Working mothers get this a lot. How old is your daughter, who’s taking care of her, how do you manage… Incidentally, no one bothers to ask the ‘bitter’ half the same. Women are still the primary caregivers, even if they work. Every Father’s Day we laud the new-age daddies who attend PTA, coach school teams and take care of the sick child. Why? They are just being a parent!

Punch rating: 10/10
How to field it: “I don’t. I have a house husband.”

“She’s such a try-hard”

When women visibly put effort into something – it’s not sexy. Writer Anusha Subramaniam says, “The saddest thing is that we expect women to be absolutely perfect but they should be so, effortlessly. If she looks like she is making an effort, ‘she’s trying too hard’.” The end result: Our entire lives are spent trying to look flawless without looking like we spent hours on it. “Why aren’t women allowed to show weaknesses and the strength that goes into overcoming those weaknesses,” she asks.

Punch rating: 9/10
How to field it: Stop justifying it.

“Lifting weights makes you look manly”

Judge, an avid weight lifter, gets this a lot. In an Instagram post she says, “I never entered the gym because of what people said I ‘should/ought to/must’ look like. I went in there to get strong, to be active, to be healthy, to sweat…I don’t go around telling people they should eat healthier or lift or try to lose weight, you do you.”

Punch rating: 10/10
How to field it: Punch away. You are working out, anyway.
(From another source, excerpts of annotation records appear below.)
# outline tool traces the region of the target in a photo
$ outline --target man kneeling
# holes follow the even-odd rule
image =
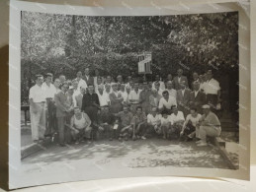
[[[157,107],[153,106],[151,112],[147,115],[147,125],[149,130],[153,130],[157,135],[162,134],[161,114],[157,114]]]
[[[141,106],[136,107],[136,113],[134,114],[132,121],[132,140],[141,139],[145,140],[146,134],[146,116],[142,111]]]
[[[172,125],[169,134],[175,138],[179,138],[183,123],[185,121],[184,114],[182,111],[178,111],[177,106],[172,106],[172,112],[173,113],[170,116]]]
[[[83,141],[84,138],[90,139],[92,128],[89,116],[81,112],[80,108],[74,107],[74,115],[71,117],[70,129],[71,135],[76,144]]]

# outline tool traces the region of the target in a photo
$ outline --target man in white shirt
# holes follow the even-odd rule
[[[43,88],[43,75],[36,77],[36,85],[30,89],[29,101],[32,140],[39,142],[44,139],[45,132],[45,91]]]
[[[172,106],[176,106],[177,102],[172,96],[169,96],[169,93],[167,91],[164,91],[162,96],[163,97],[160,98],[158,108],[160,111],[167,110],[168,114],[171,114]]]
[[[212,70],[207,72],[208,81],[205,84],[205,94],[207,95],[207,103],[213,108],[220,101],[220,87],[219,83],[213,78]]]
[[[98,86],[97,95],[99,97],[101,107],[110,105],[110,96],[106,92],[103,92],[103,91],[104,91],[104,86],[103,85]]]
[[[171,81],[168,81],[166,83],[166,91],[169,93],[169,96],[175,98],[177,101],[177,91],[173,89],[173,83]]]
[[[177,106],[172,107],[172,114],[170,116],[171,120],[171,135],[175,138],[179,138],[182,126],[184,124],[185,118],[182,111],[178,111]]]
[[[56,127],[54,126],[55,120],[55,105],[54,105],[54,95],[56,94],[56,89],[52,84],[52,77],[51,73],[47,73],[45,75],[45,81],[43,83],[42,88],[44,90],[44,96],[46,99],[46,110],[45,110],[45,125],[46,129],[44,132],[44,137],[51,137],[52,134],[55,132],[54,130]]]
[[[76,103],[76,99],[75,97],[81,94],[81,88],[83,87],[78,87],[78,81],[75,79],[72,81],[72,86],[74,88],[74,94],[73,94],[73,102],[74,102],[74,106],[77,106],[77,103]],[[84,88],[83,88],[84,89]]]
[[[152,107],[151,112],[147,115],[147,126],[149,130],[154,130],[158,135],[161,131],[161,114],[157,114],[157,107]]]
[[[156,83],[159,83],[159,85],[160,85],[159,88],[160,88],[161,90],[165,90],[164,82],[162,82],[162,81],[160,80],[160,76],[159,76],[158,74],[155,76],[155,82],[153,82],[153,84],[152,84],[152,89],[157,90],[156,87],[155,87],[155,84],[156,84]]]
[[[195,83],[194,83],[195,84]],[[182,131],[180,133],[181,136],[185,136],[185,140],[189,141],[193,139],[195,136],[196,138],[200,138],[199,136],[199,121],[201,118],[201,114],[198,113],[196,107],[192,107],[190,109],[190,114],[186,117],[186,120],[183,124]]]
[[[138,83],[134,83],[134,90],[130,91],[128,95],[128,102],[131,105],[130,110],[133,114],[136,112],[136,107],[140,106],[139,95],[140,92],[138,90]]]
[[[87,84],[86,82],[82,79],[83,74],[81,71],[78,71],[76,74],[76,81],[78,82],[77,85],[77,90],[80,91],[81,88],[87,89]]]
[[[119,93],[122,95],[124,101],[123,104],[128,103],[128,93],[126,92],[126,84],[121,84]]]

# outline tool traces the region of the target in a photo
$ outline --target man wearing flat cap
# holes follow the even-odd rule
[[[51,73],[46,73],[45,81],[43,83],[42,87],[44,91],[44,96],[46,99],[46,114],[45,114],[45,124],[46,130],[44,136],[51,136],[54,132],[56,132],[56,127],[54,126],[54,121],[56,120],[55,117],[55,105],[54,105],[54,95],[56,94],[56,89],[52,84],[52,77]]]
[[[198,142],[198,146],[207,146],[207,136],[218,137],[221,133],[221,127],[217,116],[211,111],[209,104],[203,105],[202,108],[204,114],[199,121],[199,136],[201,140]]]

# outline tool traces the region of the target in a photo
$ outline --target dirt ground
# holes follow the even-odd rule
[[[81,143],[68,147],[52,145],[22,160],[25,164],[55,161],[93,160],[108,165],[117,161],[128,167],[213,167],[228,168],[213,146],[197,147],[194,142],[168,141],[158,138],[138,141]]]

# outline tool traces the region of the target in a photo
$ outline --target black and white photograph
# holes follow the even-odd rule
[[[53,177],[47,173],[59,168],[61,174],[64,166],[90,179],[115,177],[111,169],[121,169],[121,176],[145,168],[159,175],[166,168],[239,170],[246,148],[240,126],[247,126],[239,120],[246,107],[239,102],[239,71],[246,67],[239,61],[239,27],[238,11],[22,10],[24,172]]]

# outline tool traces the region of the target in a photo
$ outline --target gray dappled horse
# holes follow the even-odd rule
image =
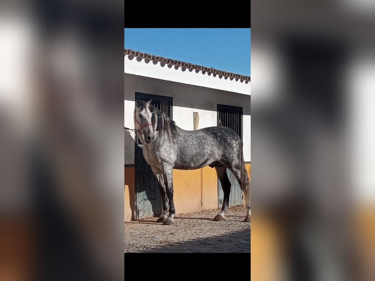
[[[224,219],[228,210],[231,182],[228,168],[245,193],[244,221],[250,221],[250,181],[243,160],[242,141],[237,133],[225,127],[185,131],[153,106],[151,101],[137,100],[134,122],[137,136],[143,145],[143,156],[151,167],[162,194],[163,211],[157,222],[173,223],[172,169],[191,170],[207,165],[216,169],[224,191],[221,211],[213,220]]]

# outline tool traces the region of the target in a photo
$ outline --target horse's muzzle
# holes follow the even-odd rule
[[[152,142],[154,138],[151,138],[149,136],[147,136],[146,138],[144,138],[144,141],[146,142],[146,143],[150,143]]]

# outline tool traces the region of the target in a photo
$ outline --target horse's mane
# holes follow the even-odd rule
[[[146,103],[146,101],[141,101],[140,107],[145,109]],[[155,124],[155,122],[157,123],[156,131],[160,131],[161,134],[166,131],[169,139],[170,139],[171,133],[178,134],[176,123],[174,121],[171,120],[166,114],[151,104],[149,106],[148,109],[154,113],[151,117],[151,122],[153,124]]]

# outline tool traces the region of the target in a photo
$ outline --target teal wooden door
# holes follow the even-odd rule
[[[172,98],[156,94],[135,93],[135,99],[148,101],[172,118]],[[163,201],[156,179],[142,154],[139,140],[135,145],[136,219],[159,216],[163,211]]]
[[[242,139],[242,107],[218,104],[217,125],[230,128],[237,133]],[[232,172],[228,169],[227,174],[232,185],[229,196],[229,206],[241,205],[243,203],[243,193],[239,187],[238,182]],[[221,208],[224,200],[224,192],[221,187],[221,184],[218,179],[217,182],[218,207]]]

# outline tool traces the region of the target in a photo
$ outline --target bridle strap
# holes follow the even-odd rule
[[[138,120],[136,118],[136,111],[135,110],[134,111],[134,122],[135,122],[136,123],[138,124],[141,127],[141,128],[140,128],[137,131],[138,132],[139,132],[141,135],[143,135],[143,134],[142,134],[142,132],[141,131],[141,130],[142,130],[142,129],[143,129],[145,127],[147,127],[147,126],[151,126],[151,127],[152,126],[152,123],[147,123],[147,124],[144,124],[142,125],[141,123],[138,122]]]

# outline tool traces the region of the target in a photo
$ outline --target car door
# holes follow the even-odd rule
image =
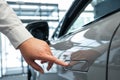
[[[111,39],[107,60],[107,79],[120,79],[120,20]]]
[[[119,15],[120,11],[113,11],[73,31],[79,26],[76,25],[77,19],[66,35],[51,41],[53,53],[69,63],[68,67],[58,66],[60,77],[65,80],[109,80],[108,76],[112,77],[113,70],[107,75],[107,70],[111,70],[107,67],[107,60],[112,35],[119,25]],[[119,39],[118,35],[116,39]]]

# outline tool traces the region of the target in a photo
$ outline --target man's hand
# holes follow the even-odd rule
[[[30,38],[23,42],[18,48],[26,62],[41,73],[44,73],[44,70],[35,62],[35,60],[41,60],[41,63],[48,62],[47,70],[52,67],[53,63],[61,66],[68,65],[52,55],[51,50],[45,41]]]

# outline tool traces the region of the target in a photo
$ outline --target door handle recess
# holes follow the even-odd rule
[[[65,60],[69,63],[69,66],[64,67],[65,70],[77,71],[77,72],[88,72],[89,63],[87,60]]]

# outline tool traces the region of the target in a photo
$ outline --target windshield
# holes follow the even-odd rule
[[[70,26],[66,34],[83,28],[83,25],[94,21],[120,8],[120,0],[93,0]]]

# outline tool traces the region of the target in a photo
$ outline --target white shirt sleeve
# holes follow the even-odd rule
[[[15,48],[33,37],[5,0],[0,0],[0,32],[9,38]]]

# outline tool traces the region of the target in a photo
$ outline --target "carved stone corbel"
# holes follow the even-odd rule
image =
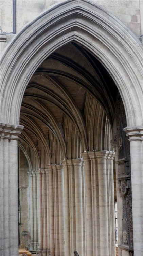
[[[118,179],[119,188],[122,195],[124,196],[128,193],[128,190],[130,188],[130,180],[126,178]]]

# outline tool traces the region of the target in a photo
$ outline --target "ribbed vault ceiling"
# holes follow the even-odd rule
[[[84,150],[110,150],[117,90],[90,53],[74,43],[66,45],[45,59],[29,81],[19,144],[33,151],[43,168],[79,158]]]

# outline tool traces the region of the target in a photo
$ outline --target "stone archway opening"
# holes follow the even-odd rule
[[[115,146],[111,142],[116,142],[119,94],[99,60],[74,42],[46,58],[32,76],[21,104],[24,128],[19,142],[31,166],[31,251],[43,256],[50,251],[71,255],[75,250],[81,255],[115,254]]]
[[[55,13],[57,15],[55,15]],[[61,49],[62,46],[64,47],[68,43],[73,46],[73,43],[74,44],[74,47],[75,44],[76,48],[77,46],[77,48],[79,47],[78,55],[81,54],[79,53],[81,50],[84,52],[83,55],[86,55],[86,68],[81,63],[77,64],[78,60],[75,61],[74,59],[71,60],[69,56],[67,56],[66,61],[64,62],[62,56],[63,53],[57,52],[58,51],[58,49]],[[106,255],[107,250],[109,251],[113,250],[111,245],[111,241],[114,242],[112,238],[114,236],[113,234],[110,233],[109,229],[110,231],[114,230],[114,229],[111,228],[112,225],[111,215],[109,214],[109,226],[107,225],[106,221],[108,215],[108,207],[105,206],[106,204],[106,205],[107,203],[108,204],[108,201],[106,193],[107,180],[103,178],[106,176],[106,172],[108,171],[109,169],[112,170],[113,173],[113,154],[112,152],[111,153],[112,151],[110,150],[110,147],[108,147],[112,128],[117,127],[115,125],[114,126],[114,111],[116,111],[115,108],[114,109],[114,96],[116,95],[114,93],[116,89],[115,86],[113,85],[113,87],[111,86],[111,85],[114,84],[112,80],[118,88],[123,101],[126,124],[126,121],[124,122],[123,120],[123,122],[127,125],[127,128],[124,129],[124,130],[129,136],[130,141],[133,227],[135,233],[137,234],[134,238],[134,253],[137,255],[141,254],[143,244],[141,228],[142,207],[142,205],[139,206],[139,202],[141,201],[141,195],[142,191],[142,148],[141,141],[142,136],[142,99],[141,52],[139,42],[120,22],[96,4],[84,0],[65,1],[52,7],[30,23],[10,44],[2,58],[1,71],[1,195],[3,208],[1,212],[2,220],[1,230],[4,237],[4,239],[3,238],[2,239],[1,244],[2,253],[4,251],[3,254],[11,256],[13,254],[17,255],[18,253],[17,140],[23,128],[23,126],[19,125],[21,109],[21,122],[24,124],[25,128],[21,133],[20,140],[24,145],[24,148],[25,147],[24,143],[26,143],[28,146],[32,148],[34,152],[34,157],[36,159],[36,168],[39,172],[39,186],[42,188],[40,192],[41,197],[40,198],[39,202],[42,202],[43,205],[46,203],[47,195],[48,193],[49,193],[48,204],[50,205],[51,210],[50,212],[46,212],[45,207],[40,208],[41,211],[40,214],[42,218],[40,218],[39,226],[41,230],[43,230],[43,226],[47,225],[47,227],[46,216],[47,214],[47,214],[49,214],[51,219],[51,236],[48,241],[50,241],[52,254],[56,255],[59,250],[61,255],[64,255],[65,252],[68,251],[67,250],[69,250],[69,255],[71,254],[75,243],[77,247],[79,248],[81,254],[82,254],[83,250],[86,250],[86,246],[88,254],[91,255],[97,254],[97,254],[99,254],[99,253],[101,255]],[[50,59],[52,54],[52,61],[55,61],[55,64],[53,62],[54,68],[52,66],[51,70],[49,70],[48,65],[51,61]],[[59,56],[60,55],[61,56]],[[75,57],[76,58],[76,56]],[[48,58],[50,58],[49,60]],[[93,68],[95,58],[98,60],[95,61],[98,64]],[[102,63],[104,68],[100,66],[98,61]],[[61,63],[63,67],[61,70],[59,69],[58,66]],[[66,72],[65,66],[66,67]],[[99,70],[98,69],[99,66]],[[69,74],[68,68],[70,70]],[[96,69],[95,76],[93,76],[92,73],[93,68]],[[104,73],[104,78],[105,75],[107,81],[104,80],[101,81],[100,73],[101,69],[102,76]],[[85,74],[83,74],[84,70],[86,71]],[[108,76],[108,72],[112,79],[110,83],[109,80],[110,77]],[[40,82],[39,76],[41,77]],[[90,82],[87,80],[90,80]],[[107,82],[108,83],[107,83]],[[96,87],[92,86],[92,84],[94,85],[95,82]],[[40,86],[39,83],[40,83]],[[66,85],[67,86],[68,84],[70,84],[70,85],[66,88],[65,93]],[[47,88],[48,84],[52,86],[50,89]],[[70,88],[74,88],[74,86],[75,88],[75,86],[77,95],[74,96]],[[56,87],[57,90],[58,87],[58,95],[57,92],[56,94],[54,92],[54,88]],[[108,91],[109,88],[110,89]],[[82,100],[79,92],[83,96]],[[78,97],[81,99],[79,105],[77,99]],[[72,97],[75,98],[74,100]],[[75,98],[77,101],[76,104]],[[122,100],[119,98],[118,102],[120,102],[121,104],[118,109],[124,110]],[[84,110],[86,110],[86,113],[85,116],[83,113],[84,100]],[[102,107],[100,105],[99,106],[99,103]],[[56,119],[53,116],[53,105],[55,112],[54,116],[57,115],[61,118],[61,112],[64,113],[62,120],[65,125],[64,130],[62,126],[57,124]],[[102,111],[103,115],[99,116],[99,118],[95,115],[94,123],[91,122],[91,119],[95,112],[94,109],[97,110],[98,108],[100,109],[101,113]],[[49,110],[48,113],[46,111],[47,109]],[[48,123],[49,130],[46,137],[44,134],[46,120],[46,129],[48,129]],[[122,128],[124,127],[122,126],[122,122],[120,123],[121,124],[120,125],[120,124],[119,126],[119,130],[120,130],[120,127]],[[43,124],[41,127],[42,123]],[[94,124],[94,126],[90,127],[89,125],[89,124]],[[120,137],[122,137],[121,131],[120,133]],[[74,134],[74,138],[71,135],[73,134]],[[70,137],[69,136],[69,134]],[[117,145],[118,149],[119,148],[122,151],[124,149],[124,140],[120,137],[119,145],[118,144]],[[102,138],[99,141],[99,138]],[[95,139],[96,139],[96,143]],[[115,137],[113,139],[115,139],[112,142],[115,146]],[[54,146],[52,147],[53,150],[50,146],[51,142]],[[97,147],[98,150],[97,150]],[[54,150],[52,151],[55,148],[56,152]],[[135,148],[136,151],[134,150]],[[81,156],[84,159],[84,168],[83,161],[80,158],[80,153],[82,151],[83,152]],[[124,151],[124,153],[125,152]],[[30,152],[30,155],[32,153]],[[121,156],[123,152],[120,153]],[[29,158],[30,159],[30,157]],[[8,162],[7,159],[9,159]],[[60,164],[60,161],[61,159],[63,160],[62,165]],[[76,160],[74,161],[73,159]],[[79,161],[79,159],[81,159]],[[127,173],[129,165],[126,159],[123,162],[120,161],[121,159],[118,160],[120,161],[118,161],[118,165],[120,167],[120,166],[121,167],[125,167],[124,169]],[[32,163],[31,165],[32,166]],[[122,167],[120,168],[120,170]],[[118,170],[120,169],[120,167]],[[86,173],[85,173],[84,181],[83,178],[84,169],[85,171],[86,170],[88,170]],[[95,171],[97,170],[97,172]],[[71,173],[74,175],[74,183],[72,179],[69,179],[69,177],[72,176],[69,175]],[[98,177],[95,173],[98,173]],[[65,173],[68,173],[68,175],[65,175]],[[64,177],[66,179],[65,184],[67,186],[65,187],[67,188],[66,194],[67,196],[66,198],[63,190],[65,185],[64,176],[66,177]],[[113,176],[110,177],[113,179]],[[49,181],[49,184],[47,185],[47,177]],[[124,180],[123,177],[121,176],[120,177],[119,191],[121,190],[121,194],[122,192],[123,195],[125,195],[130,189],[128,182],[130,179],[128,177]],[[94,182],[96,183],[97,181],[99,183],[98,187],[98,184],[94,185]],[[55,188],[57,187],[57,183],[59,182],[60,186],[57,190]],[[85,194],[84,195],[84,193],[83,198],[82,199],[81,192],[83,190],[84,191],[84,182],[85,187],[87,186],[87,189],[85,189]],[[113,182],[112,184],[113,184]],[[47,187],[49,188],[48,191],[46,190]],[[101,187],[104,189],[100,191],[100,188]],[[69,188],[70,190],[68,190]],[[112,191],[113,191],[113,189]],[[100,193],[99,201],[97,194],[96,194],[97,191]],[[140,197],[138,198],[136,196],[137,191],[138,193],[137,194],[140,195]],[[73,195],[73,197],[71,195]],[[95,194],[97,195],[97,197],[93,198],[93,195]],[[113,194],[112,195],[112,196]],[[57,206],[57,199],[59,195],[60,198],[62,199]],[[10,195],[9,198],[8,195]],[[86,201],[87,197],[89,200]],[[70,200],[69,200],[69,197]],[[53,201],[52,199],[54,198],[55,199]],[[83,207],[82,205],[84,199],[85,202],[87,202],[85,203],[87,204],[85,207]],[[110,203],[112,204],[113,201],[111,200]],[[69,207],[68,205],[68,207],[65,208],[63,202],[66,202],[68,204],[67,202],[69,201],[71,204],[70,209],[73,209],[73,204],[75,206],[73,208],[74,211],[72,211],[71,213],[69,210],[65,212],[65,209],[70,209],[70,205]],[[11,202],[14,203],[12,204]],[[88,202],[89,202],[89,204]],[[100,203],[101,206],[103,203],[104,208],[97,207],[96,205],[99,205]],[[125,200],[123,200],[123,205],[125,208]],[[110,212],[112,214],[111,209],[113,209],[113,206],[112,205],[110,206]],[[138,210],[137,213],[136,210],[136,207]],[[84,215],[84,214],[83,215],[83,208],[86,209]],[[66,236],[67,240],[65,241],[65,246],[63,245],[65,242],[62,242],[65,241],[64,237],[61,234],[58,236],[58,227],[55,225],[57,222],[55,222],[53,216],[54,211],[55,211],[55,218],[57,220],[59,220],[59,230],[61,230],[60,234],[64,233],[65,224],[66,227],[68,227],[66,234],[68,234]],[[100,214],[99,211],[100,211]],[[4,213],[6,212],[6,214],[5,215]],[[103,217],[105,214],[106,218]],[[66,219],[68,220],[66,223],[63,221],[62,217],[65,215],[70,216],[70,221],[69,217]],[[102,216],[102,224],[104,224],[102,226],[99,222],[100,215]],[[61,217],[60,221],[59,216]],[[86,218],[85,227],[82,226],[83,218]],[[76,226],[74,225],[73,222],[75,218],[78,223],[77,230]],[[77,220],[79,220],[79,222]],[[96,227],[99,223],[100,228],[97,231]],[[113,225],[113,222],[112,223]],[[55,227],[56,229],[55,232],[54,229]],[[71,233],[69,231],[69,227],[70,230],[71,227]],[[126,227],[125,229],[127,228]],[[80,232],[78,232],[79,230]],[[122,234],[122,230],[121,232]],[[96,235],[97,234],[94,235],[96,232],[97,232],[98,235]],[[106,240],[104,240],[104,245],[102,246],[105,232],[107,234],[108,233],[108,235],[110,234],[110,238],[108,236],[106,236]],[[41,236],[40,249],[43,255],[48,253],[46,248],[49,246],[46,244],[46,234],[41,232],[40,233]],[[76,236],[73,235],[75,233]],[[87,240],[86,245],[85,242],[84,247],[83,245],[84,233],[85,241],[86,236]],[[98,240],[99,233],[100,239]],[[55,235],[56,235],[55,237]],[[127,239],[124,240],[123,238],[123,244],[121,245],[121,250],[124,250],[123,247],[124,248],[127,245]],[[60,240],[62,242],[59,243]],[[128,238],[127,241],[129,241]],[[56,241],[55,243],[55,241]],[[100,245],[99,246],[97,246],[97,244]],[[60,247],[60,244],[63,246]]]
“You’re going to eat that?”

When Twitter page @EverdaySexism asked women for stories on food policing by strangers, they received thousands of tweets. Women narrated stories of how strangers (mostly men) commented on their food choices. Sample these: “Months before my wedding, I fill my plate at a salad bar. Male colleague says “Don’t you have a wedding dress to fit into?’ Or “Getting breakfast at a hotel, a man I don’t know sees me getting bacon and says, “Going for the diet option are we?”

Punch rating: 9/10
How to field it: Tell them to get lost.